Sunday, January 24, 2010

1,425 feet from Chicago to Seattle

Believe it or not, there was more than just pop culture at Chicago's Museum of Science and Industry...a lot more. I just love a great museum like this, all full of stuff you never knew you always wanted to see. There's one gigantic room devoted strictly to land and air transportation, and it's chuck full of actual airplanes, cars and trains. Leave it to Chicago to do this in a big way. In the center of the room there's a 3,500 square foot model train track, on which 34 trains speed their way through and above the busy streets of downtown Chicago, and out across the open plains to the west. Check out how neat those model skyscrapers are in the Chicago cityscape behind Sara and Zoe! That's a good representation of how tall the Sears Tower actually is (taller than Sara).

I could have spent a lot more time looking through the buildings into the streets of Faux Chicago. Model train track building is probably the job that I should have aspired for in college. Strangely, that was never a choice in those career choice computer programs. We couldn't spend too much time looking at our mini-Chicago though, because we had several hundred down-to-scale miles of farms to look at before we got out to the West Coast. Why are model trains so cool? It totally reminds me of that great episode of the King of Queens where Doug's dad lets him drive his train at the model train competition, and Doug ends up catching the entire track on fire.
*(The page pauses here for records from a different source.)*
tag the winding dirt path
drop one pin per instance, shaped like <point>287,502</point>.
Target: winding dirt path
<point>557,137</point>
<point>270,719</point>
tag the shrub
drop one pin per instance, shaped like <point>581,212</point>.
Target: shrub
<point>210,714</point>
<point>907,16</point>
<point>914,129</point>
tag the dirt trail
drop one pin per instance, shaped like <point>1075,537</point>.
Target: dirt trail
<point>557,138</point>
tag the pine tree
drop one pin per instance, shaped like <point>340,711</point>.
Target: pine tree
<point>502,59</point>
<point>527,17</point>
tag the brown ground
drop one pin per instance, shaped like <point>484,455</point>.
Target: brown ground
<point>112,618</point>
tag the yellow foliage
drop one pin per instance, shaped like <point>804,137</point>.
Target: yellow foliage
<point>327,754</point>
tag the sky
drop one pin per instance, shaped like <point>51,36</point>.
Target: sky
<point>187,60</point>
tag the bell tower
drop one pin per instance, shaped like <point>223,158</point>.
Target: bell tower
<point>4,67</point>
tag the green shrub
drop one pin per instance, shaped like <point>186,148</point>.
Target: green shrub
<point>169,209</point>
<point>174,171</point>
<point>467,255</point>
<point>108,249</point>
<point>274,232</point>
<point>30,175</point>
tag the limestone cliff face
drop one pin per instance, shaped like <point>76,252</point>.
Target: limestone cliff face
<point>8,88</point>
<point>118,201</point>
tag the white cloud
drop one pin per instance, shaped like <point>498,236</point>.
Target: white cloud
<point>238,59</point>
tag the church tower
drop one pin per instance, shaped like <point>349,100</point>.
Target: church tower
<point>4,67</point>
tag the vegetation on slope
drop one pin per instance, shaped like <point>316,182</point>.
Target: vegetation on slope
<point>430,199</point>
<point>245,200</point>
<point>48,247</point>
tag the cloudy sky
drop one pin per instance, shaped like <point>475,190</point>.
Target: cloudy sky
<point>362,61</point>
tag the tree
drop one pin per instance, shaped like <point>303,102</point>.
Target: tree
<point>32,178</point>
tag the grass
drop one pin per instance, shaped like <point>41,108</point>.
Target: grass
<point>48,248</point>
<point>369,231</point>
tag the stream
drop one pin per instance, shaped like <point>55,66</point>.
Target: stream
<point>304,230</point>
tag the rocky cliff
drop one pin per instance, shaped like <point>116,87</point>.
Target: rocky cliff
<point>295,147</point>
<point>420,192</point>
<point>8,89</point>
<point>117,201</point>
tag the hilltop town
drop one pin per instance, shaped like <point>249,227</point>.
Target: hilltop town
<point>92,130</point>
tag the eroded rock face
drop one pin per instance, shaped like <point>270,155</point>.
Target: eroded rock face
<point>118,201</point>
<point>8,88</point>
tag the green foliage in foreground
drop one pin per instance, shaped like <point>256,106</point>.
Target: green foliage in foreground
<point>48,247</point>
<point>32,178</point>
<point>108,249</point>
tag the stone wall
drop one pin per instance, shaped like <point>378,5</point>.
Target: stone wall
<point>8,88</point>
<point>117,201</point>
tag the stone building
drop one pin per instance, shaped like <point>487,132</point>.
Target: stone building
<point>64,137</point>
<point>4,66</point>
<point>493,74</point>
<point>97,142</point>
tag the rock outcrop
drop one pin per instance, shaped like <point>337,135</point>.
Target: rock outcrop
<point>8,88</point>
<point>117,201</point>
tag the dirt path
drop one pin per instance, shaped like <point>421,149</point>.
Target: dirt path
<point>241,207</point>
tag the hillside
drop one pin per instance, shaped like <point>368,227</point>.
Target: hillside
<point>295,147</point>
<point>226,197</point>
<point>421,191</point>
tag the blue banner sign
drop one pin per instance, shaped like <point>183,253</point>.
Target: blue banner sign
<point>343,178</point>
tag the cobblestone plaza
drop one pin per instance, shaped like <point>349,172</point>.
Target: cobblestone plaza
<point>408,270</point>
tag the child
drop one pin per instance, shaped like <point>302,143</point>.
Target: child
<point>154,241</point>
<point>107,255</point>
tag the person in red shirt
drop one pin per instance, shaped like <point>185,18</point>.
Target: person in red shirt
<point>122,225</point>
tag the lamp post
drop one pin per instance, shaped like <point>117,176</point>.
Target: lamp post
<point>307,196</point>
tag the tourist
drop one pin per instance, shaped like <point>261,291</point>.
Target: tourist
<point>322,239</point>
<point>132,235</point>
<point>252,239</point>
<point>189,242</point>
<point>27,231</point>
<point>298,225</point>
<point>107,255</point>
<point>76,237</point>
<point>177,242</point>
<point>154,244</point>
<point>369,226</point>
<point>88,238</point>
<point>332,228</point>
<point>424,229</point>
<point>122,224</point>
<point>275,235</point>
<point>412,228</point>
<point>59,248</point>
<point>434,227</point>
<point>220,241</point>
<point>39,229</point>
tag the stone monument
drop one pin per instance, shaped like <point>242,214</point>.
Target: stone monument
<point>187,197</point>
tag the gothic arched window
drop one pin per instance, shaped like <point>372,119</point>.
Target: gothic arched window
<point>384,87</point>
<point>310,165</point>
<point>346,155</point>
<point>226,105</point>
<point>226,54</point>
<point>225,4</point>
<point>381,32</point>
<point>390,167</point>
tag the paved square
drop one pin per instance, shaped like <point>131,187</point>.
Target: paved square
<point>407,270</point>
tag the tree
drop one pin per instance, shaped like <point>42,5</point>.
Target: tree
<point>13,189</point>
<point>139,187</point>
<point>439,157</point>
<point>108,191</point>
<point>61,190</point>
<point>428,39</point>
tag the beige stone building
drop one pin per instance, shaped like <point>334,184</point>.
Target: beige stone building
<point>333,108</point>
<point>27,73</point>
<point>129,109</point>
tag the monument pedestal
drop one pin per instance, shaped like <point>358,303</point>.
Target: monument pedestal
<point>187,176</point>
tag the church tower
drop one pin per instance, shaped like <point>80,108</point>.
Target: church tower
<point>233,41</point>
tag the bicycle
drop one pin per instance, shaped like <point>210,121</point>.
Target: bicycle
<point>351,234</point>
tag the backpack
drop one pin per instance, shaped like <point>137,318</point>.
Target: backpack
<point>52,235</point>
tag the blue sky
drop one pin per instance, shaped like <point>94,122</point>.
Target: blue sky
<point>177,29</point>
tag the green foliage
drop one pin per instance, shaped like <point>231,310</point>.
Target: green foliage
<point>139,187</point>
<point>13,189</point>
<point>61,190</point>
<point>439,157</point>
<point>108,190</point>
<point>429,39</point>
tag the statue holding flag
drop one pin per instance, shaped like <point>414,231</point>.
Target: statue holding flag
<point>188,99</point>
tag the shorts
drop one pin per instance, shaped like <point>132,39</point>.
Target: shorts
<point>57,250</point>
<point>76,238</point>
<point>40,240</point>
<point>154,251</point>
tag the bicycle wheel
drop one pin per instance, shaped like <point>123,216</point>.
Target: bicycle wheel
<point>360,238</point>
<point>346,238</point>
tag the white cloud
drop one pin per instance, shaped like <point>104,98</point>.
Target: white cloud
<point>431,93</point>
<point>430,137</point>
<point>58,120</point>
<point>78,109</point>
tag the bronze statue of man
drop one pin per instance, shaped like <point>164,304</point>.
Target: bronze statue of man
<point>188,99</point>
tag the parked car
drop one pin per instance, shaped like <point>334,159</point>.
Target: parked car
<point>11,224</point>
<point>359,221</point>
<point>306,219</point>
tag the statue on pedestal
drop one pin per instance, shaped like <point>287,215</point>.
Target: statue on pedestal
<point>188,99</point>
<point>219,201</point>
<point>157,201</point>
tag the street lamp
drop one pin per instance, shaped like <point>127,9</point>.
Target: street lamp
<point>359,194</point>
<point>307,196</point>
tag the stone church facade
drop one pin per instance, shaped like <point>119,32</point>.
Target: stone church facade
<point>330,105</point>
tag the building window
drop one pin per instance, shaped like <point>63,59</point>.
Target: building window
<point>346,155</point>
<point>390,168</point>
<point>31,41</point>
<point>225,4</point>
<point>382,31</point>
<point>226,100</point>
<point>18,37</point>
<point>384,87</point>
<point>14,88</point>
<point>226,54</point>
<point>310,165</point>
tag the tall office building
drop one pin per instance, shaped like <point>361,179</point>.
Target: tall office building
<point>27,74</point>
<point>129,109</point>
So we followed the trains all through the Great Plains and around the Rocky Mountains, and what should we come upon but a gigantic model of Seattle! What a strange coincidence that I had just gotten the confirmation phone call that we'd be moving to Seattle, and there in front of us was the trail from Chicago to Seattle. I can't speak for Sara, but I definitely feel that this was an omen. There was our future all laid out in front of us, and how could we question such a fabulous miniature version of the real thing? This was such a great day for us. Chicago has provided many a magical moment in our recent past, I very much miss that place.